O impacto dos influenciadores digitais na formação dos jovens
Enviada em 17/05/2020
Primeiramente, segundo Steve Jobs, cofundador da “Apple“, a tecnologia move o mundo. Nesse sentido, corrobora-se essa ideologia a partir da organização social atual ao se observar os impactos dos influênciadores digitais (“influencers“), principalmente na formação dos jovens. Por conseguinte, evidencia-se que as consequências desse fenômeno abrangem desde a sugestão de hábitos, como também a construção de valores morais que podem ser positivos ou negativos. Assim, nota-se a complexidade do assunto e, portanto, a necessidade de se discutir acerca de suas ramificações. Consoante a filósofa Hannah Arendt, uma vida totalmente pública é superficial. Nesse interim, no que tange à contemporaneidade, observa-se que o estilo de vida pregado pelos “influencers“ é pautado na exposição total do cotidiano, o que acarreta a venda de um padrão de comportamento irreal: felicidade permanente, ausência de problemas e dificuldades, entre outras situações incoerentes com a realidade. Desse modo, assim como elucidado em um episódio da distopia “Black Mirror“, uma jovem frustrada com a monotonia dos seus dias, espelha-se na vida perfeita da sua cantora favorita — exibida nas redes sociais — que na verdade, além de tediosa, era infeliz. Assim, tem-se uma geração que busca um modo utópico de estabelecer seus objetivos, baseada em percepções rasas acerda da sociedade.

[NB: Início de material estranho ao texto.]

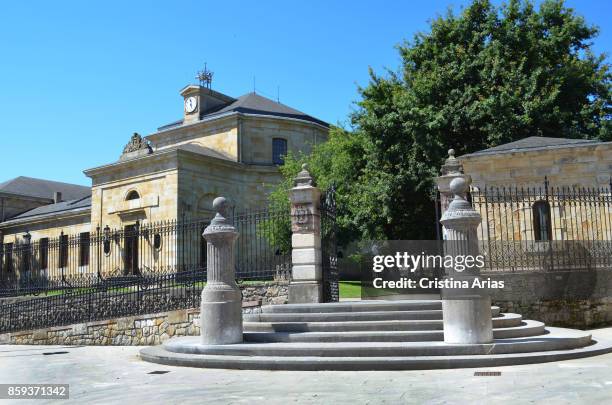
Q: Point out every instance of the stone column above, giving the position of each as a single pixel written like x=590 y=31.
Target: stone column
x=306 y=284
x=466 y=312
x=221 y=308
x=452 y=169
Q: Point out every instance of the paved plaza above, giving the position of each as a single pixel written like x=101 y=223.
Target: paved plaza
x=102 y=375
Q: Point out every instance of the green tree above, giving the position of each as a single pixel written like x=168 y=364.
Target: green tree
x=486 y=76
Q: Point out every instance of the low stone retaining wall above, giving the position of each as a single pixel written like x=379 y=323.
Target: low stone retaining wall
x=147 y=329
x=575 y=299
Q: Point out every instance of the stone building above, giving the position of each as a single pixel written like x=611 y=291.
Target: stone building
x=221 y=146
x=543 y=189
x=565 y=162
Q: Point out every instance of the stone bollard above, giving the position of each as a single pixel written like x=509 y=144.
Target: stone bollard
x=452 y=169
x=466 y=312
x=221 y=308
x=306 y=284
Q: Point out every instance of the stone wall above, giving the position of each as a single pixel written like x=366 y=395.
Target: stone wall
x=577 y=299
x=143 y=329
x=580 y=166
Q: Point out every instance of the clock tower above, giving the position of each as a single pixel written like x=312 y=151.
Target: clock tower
x=201 y=99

Nessa perspectiva, segundo a ideologia de Durkheim, o homem é um produto do meio. Dessa maneira, ao se considerar os influenciadores digitais, evidencia-se uma problemática no que tange às consequências em relação aos valores repassados ao público. Sob tal ótica, é válido se remeter ao “youtuber“ Felipe Neto que reconheceu a existência, no passado, de posturas discriminatórias que eram exibidas nos seus vídeos, de modo a incentivar comportamentos como a reprodução do machismo. Assim, exemplifica-se um tipo de deturpação que pode ser suscitada por esse fenômeno tecnológico. Destarte, constata-se que os influênciadores digitais sugerem valores morais e comportamentais, o que gera a necessidade dos adolescentes aprenderem como lidar com esse fluxo de recomendações. É fulcral, portanto, que o Ministério da Família, por intermédio do Ministério da Educação, execute cursos nas escolas, com participação obrigatória, a fim de, por meio de aulas e palestras, ensinar aos alunos acerca dos valores que devem ser praticados e da impossibilidade de se basear no estilo de vida pautado pelas redes sociais. Assim, os impactos gerados serão positivos e contribuirão para a formação do estudante como cidadão.